Precision Air Conditioners pass more than 500 cubic feet per minute per
ton while comfort systems pass only an average of 350 CFM.

3.5.1.2 Temperature Requirements
General temperature requirements for a data center are in the range of 70 to 74 F
which is 21 to 23 Celsius. Most Computer Equipment works best in a 22 Celsius
environment.
Critical conditions apply such as:
 Component failure
 AC failure
 Installations and de-installations and reconfigurations
 Removal of floor tiles and changes in cabling
 Doors left open
3.5.1.3 Relative Humidity
Relative Humidity (RH) is the amount of moisture in a given sample of air at a given
temperature in relation to the maximum amount of moisture that the sample could
contain at the same temperature. If the air is holding all the moisture it can hold for a
specific set for conditions then it is said to be saturated (100% RH). Since air is a gas,
it expands as it is heated, and as it gets warmer the amount of moisture it can hold
increases.
Ambient Levels between 45 and 50% RH are optimal for system reliability. Most
Data Processing Equipment works between 20 to 80 % RH although 45-50% is
preferred. High Relative Humidity conditions can create damage from condensation,
while low Relative Humidity conditions can lead to an increased chance of
Electrostatic Discharge.
3.5.1.4 Electrostatic Discharge
Electrostatic Discharge (ESD) is the rapid discharge of static electricity between
bodies of different electrical potentials and can damage electronic components. ESD
can change the electrical characteristics of a semiconductor device, degrading or
destroying it.

3.5.2 Details
We recommend a Tier 4 Chiller (Chilled Water Supply for all Rack cooling units as
well as the chilled water CRAC units (HP Superdomes, a TANDEM Base24 system
and HP SAN as well as overall room AC).
The design incorporates two (2) Chiller units will be configured in a
redundant/failover configuration to provide maximum availability of the HVAC
system. Both units will be installed on the roof of the UPS room.
Weight requirements etc are included in the design document for the Generator Set
and UPS construction requirements.
3.5.2.1 Chilled Liquid Systems
The basic premise of a chilled liquid system is that air goes through its intake and is
passed through a set of filters which are electrically charged. Once filtered the air
passes through a series of coils that contain fluid at much lower temperature than the
air. The cooled air is then passed out of the HVAC at a higher speed. HVAC units
also include humidifiers to change the RH of the air to keep it at the appropriate
level.

3.5.2.2 Planning Circulation
Air flow circulation is critical because it affects the placement of all components.
Racks have two foot prints, being physical and cooling. The most important foot
print for now is the cooling.
Alternating hot and cold air aisles are therefore critical.
Critical design considerations:
 Air flow from the sub floor
 Air from the room
 Is heated air exhausted from back or top or inside the rack
 Flow through the equipment side-to-side
 Do units in a rack have the same air flow patterns
It is clear that looking at the above listed statements that planning rack equipment
location is critical.

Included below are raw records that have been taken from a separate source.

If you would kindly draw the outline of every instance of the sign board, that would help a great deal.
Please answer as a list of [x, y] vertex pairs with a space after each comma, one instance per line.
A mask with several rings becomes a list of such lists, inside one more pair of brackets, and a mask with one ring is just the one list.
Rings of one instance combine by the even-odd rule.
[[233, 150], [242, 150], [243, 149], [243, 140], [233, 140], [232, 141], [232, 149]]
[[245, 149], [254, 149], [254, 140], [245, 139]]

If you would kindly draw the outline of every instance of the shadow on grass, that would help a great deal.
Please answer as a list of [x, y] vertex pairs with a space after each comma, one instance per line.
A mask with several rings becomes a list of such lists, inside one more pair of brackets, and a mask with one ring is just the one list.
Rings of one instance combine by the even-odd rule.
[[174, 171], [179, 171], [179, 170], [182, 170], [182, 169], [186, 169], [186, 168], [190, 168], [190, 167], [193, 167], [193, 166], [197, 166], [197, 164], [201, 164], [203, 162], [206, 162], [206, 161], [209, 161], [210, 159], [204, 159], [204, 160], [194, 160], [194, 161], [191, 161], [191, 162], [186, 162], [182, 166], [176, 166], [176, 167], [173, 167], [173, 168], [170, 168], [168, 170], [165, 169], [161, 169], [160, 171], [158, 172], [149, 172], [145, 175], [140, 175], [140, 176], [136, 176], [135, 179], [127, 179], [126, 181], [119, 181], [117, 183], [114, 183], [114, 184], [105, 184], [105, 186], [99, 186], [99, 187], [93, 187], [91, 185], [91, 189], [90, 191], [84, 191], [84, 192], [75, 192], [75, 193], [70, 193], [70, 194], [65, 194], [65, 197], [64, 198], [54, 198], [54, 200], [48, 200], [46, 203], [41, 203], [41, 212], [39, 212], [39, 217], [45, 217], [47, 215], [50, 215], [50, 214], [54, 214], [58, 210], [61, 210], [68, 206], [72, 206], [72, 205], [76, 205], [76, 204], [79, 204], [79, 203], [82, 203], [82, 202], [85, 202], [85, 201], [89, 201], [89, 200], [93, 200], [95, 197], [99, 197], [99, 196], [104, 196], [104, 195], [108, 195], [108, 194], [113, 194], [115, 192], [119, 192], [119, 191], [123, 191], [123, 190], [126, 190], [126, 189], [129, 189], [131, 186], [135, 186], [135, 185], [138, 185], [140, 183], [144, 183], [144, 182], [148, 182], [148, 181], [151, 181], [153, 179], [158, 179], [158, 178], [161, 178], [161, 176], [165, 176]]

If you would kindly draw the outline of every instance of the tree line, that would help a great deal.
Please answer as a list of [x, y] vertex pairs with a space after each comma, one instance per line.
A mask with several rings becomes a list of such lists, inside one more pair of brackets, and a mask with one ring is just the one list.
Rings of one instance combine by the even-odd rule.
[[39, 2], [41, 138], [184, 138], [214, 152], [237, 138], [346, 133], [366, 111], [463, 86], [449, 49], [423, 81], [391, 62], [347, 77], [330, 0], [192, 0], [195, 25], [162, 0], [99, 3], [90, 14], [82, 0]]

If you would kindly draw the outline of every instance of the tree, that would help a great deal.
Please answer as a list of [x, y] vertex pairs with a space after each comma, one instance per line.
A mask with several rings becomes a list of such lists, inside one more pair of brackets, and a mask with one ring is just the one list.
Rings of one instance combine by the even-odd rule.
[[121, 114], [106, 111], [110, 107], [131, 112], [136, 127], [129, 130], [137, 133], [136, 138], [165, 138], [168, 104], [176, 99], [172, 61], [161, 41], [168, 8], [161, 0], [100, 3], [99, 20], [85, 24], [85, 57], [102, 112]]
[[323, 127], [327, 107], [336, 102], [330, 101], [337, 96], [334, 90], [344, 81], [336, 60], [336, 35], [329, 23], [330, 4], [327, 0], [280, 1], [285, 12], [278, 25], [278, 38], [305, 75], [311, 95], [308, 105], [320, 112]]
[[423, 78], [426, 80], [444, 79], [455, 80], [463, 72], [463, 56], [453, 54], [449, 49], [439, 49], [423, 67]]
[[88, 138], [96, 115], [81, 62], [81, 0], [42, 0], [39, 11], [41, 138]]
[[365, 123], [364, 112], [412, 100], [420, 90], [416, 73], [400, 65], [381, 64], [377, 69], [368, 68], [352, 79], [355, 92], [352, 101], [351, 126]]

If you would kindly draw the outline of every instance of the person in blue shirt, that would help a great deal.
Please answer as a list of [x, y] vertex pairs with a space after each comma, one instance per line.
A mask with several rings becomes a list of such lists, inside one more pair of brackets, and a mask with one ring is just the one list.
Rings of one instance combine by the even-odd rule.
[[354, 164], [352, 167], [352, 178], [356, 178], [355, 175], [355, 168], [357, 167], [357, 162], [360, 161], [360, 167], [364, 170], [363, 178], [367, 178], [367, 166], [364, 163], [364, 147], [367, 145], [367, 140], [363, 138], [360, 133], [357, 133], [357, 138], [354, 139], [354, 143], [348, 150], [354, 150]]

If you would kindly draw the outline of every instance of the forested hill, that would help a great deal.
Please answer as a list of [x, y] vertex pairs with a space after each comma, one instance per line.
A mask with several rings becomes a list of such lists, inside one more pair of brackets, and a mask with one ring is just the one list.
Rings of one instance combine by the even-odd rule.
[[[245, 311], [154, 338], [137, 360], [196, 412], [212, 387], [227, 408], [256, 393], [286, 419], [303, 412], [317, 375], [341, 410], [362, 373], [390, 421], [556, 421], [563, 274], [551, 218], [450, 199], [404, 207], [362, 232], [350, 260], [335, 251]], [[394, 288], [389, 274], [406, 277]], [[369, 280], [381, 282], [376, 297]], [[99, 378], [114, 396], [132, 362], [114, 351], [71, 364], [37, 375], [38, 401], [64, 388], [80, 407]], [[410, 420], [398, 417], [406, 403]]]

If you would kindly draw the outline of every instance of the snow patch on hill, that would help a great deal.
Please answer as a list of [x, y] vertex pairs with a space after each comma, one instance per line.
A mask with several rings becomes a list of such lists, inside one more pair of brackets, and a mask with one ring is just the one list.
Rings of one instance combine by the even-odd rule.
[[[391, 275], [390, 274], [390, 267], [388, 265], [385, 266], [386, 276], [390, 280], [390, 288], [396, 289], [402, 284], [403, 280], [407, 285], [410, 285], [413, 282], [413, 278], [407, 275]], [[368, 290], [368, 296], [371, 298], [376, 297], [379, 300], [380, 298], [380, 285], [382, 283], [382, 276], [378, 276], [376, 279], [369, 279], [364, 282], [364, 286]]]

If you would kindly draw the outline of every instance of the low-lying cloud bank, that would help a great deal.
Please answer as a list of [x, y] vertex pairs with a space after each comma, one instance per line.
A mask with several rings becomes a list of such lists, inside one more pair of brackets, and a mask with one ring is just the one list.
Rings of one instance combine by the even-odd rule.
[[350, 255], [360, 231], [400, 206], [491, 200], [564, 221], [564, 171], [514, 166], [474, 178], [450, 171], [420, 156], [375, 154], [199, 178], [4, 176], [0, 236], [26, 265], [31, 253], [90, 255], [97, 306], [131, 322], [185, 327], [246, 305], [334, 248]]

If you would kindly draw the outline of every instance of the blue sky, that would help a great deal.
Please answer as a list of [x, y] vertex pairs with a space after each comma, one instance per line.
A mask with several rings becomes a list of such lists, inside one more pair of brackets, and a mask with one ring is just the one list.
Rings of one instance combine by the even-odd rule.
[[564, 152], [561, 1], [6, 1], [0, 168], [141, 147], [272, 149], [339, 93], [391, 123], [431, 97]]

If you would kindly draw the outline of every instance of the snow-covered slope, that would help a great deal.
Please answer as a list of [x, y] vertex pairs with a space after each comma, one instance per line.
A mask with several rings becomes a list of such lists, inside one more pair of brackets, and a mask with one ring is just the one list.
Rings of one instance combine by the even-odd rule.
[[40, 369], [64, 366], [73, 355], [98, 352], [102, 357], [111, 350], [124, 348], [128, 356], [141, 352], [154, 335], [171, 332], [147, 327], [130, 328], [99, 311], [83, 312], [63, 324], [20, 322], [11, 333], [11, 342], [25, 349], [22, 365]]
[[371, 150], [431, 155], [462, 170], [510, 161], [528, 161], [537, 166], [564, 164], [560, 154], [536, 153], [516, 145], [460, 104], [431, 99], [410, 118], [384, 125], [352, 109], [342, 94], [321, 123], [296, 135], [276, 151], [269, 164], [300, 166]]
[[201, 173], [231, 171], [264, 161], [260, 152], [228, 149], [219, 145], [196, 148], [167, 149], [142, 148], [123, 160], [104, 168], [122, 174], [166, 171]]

This avoids situations of relocating equipment after the problem
has already occurred in a random attempt to fix things. This is an element of
“Implementation” planning where we can provide serious assistance and support.
3.5.2.3 Downward Air Flow
The downward air flow air conditioning system used in data centers is normally
incorporated using raised floor designs. We strongly recommend a downward air
flow system using a raised floor design ONLY utilized for water piping and cooling
support. All cabling should be supported using “overhead” cabling systems. This will
maximize the cooling support using the raised floor system as well as making
maximum use of the limited space between the floor and ceiling in the existing data
center space set aside for the new data center.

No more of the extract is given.